Help Needed for Lighting with Composited Scenes

I have been experimenting with camera tracking and compositing scenes over recorded footage, and I am having issues with shadows and lighting. I am aiming for lighting to be as realistic as possible. I take multiple exposures on the spot with a 360° camera and merge them into a true HDR image, then use that as an environment texture to light the scene.

When I press “Setup Tracking Scene” in the movie clip editor it automatically sets up a foreground and backup layer for shadows, which works great at first glance. However, I soon noticed that the nodes are set up so that only greyscale shadows are overlayed onto the video footage, and aren’t affected by ambient light or light reflected from scene objects. I am looking for a solution so that the background scene will overlay color/light from ambient light and any light reflected from scene objects.

So I found this thread with a possible solution setup:

However, this setup still uses the shadow output from the render layer, so shadows are very one-dimensional.

For reference, here is a render of my scene after compositing. No shadow depth and little to no ambient light.
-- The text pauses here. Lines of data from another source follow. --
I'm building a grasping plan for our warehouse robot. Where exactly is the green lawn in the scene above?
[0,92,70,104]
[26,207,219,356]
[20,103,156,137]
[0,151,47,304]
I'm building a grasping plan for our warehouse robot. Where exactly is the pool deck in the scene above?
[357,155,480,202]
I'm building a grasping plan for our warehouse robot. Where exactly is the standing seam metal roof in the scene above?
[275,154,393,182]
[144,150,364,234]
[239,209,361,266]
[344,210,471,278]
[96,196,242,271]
Here is a render of my scene without compositing. Notice the shadow has a cooler color temperature due to ambient light from the sky.

The second image is more desirable, but I don’t know of a way to seamlessly transmit the lighting from the shadow catcher to the background footage.

I disagree that the second image is more desirable. I see “another, real, shadow over there.” Simply make this shadow look more like that one. For example, extract the shadow-information from your (MultiLayer OpenEXR, of course …) render, darken it, and maybe blur it a little.

Also, consider rendering the object on a “shadow-catcher plane” which you discard – leaving only the shadow and, separately, the alpha-masked object. Now you can use the shadow to darken the real background from the clean plate (blurred, as previously mentioned), so that the polygon now appears to sit on the actual ground. Although you did a good job of simulating pavement, you actually don’t need to do that in most cases.